Tubuhku rumah yang butuh dihuni
suasana hampa damba akan isi
air tenang menangis di rongga sunyi
apatah kehadiran tanpa dihadiri
kemanusiaan minta saksi
lonceng bergoyang sebelum mati

Telah kusisir rambutku kusut
kaca bening tergantung di sudut
asal saja pecah hening ini
dibawa berbincang sepanjang pagi
atau diam pandang-memandang mengajuk hati
tamu, datanglah datang

Seandainya datang, aduh
kubasuh kakinya sambil berdendang
kusupkan nasi dengan tangan sendiri
kesendirian begitu ngeri
setiap dia memalingkan wajahnya ke mari
aku akan memekik girang ya aku di sini

Tak terlarai aku dan dia
darat dan laut saling memadai
hamba dan tuan berkait abadi
sudah terdengar ombak berdebur di karang
sayup-sayup memanggil suara tersayang
lekas ke pantai aku menjelang.

Sumber: Hari dan Hara (1982)

Analisis Puisi:
Puisi "Perempuan yang Berumah di Tepi Pantai" karya Subagio Sastrowardoyo adalah sebuah karya sastra yang menggambarkan kehampaan dan rindu, serta menyelipkan elemen-elemen kehidupan sehari-hari.

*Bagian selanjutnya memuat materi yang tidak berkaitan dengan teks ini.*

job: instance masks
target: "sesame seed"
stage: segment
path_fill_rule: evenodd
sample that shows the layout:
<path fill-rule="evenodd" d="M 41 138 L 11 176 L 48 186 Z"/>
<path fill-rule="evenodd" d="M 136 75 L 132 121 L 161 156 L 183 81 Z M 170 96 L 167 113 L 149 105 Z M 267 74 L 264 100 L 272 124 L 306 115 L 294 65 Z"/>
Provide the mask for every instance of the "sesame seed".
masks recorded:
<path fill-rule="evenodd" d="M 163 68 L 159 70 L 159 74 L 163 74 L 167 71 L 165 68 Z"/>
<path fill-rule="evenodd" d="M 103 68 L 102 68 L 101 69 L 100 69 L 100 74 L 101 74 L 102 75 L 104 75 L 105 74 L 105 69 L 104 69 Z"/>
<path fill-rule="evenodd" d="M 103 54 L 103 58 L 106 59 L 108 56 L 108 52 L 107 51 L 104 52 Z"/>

Gambaran Ruangan dan Tempat: Puisi ini dibuka dengan gambaran ruangan kosong dan suasana tepi pantai. Pemilihan elemen-elemen seperti bunga di jendela, kursi, dan lampu di kamar memberikan suasana yang kaya akan detail dan melibatkan pembaca dalam suasana sekitar.

Penekanan Pada Kehampaan: Penyair menekankan kehampaan melalui deskripsi rumah yang kosong, lonceng mati di angka tiga, dan hiasan dinding tanpa guna. Hal ini menciptakan suasana yang hening dan mencolokkan kekosongan yang dirasakan oleh tokoh dalam puisi.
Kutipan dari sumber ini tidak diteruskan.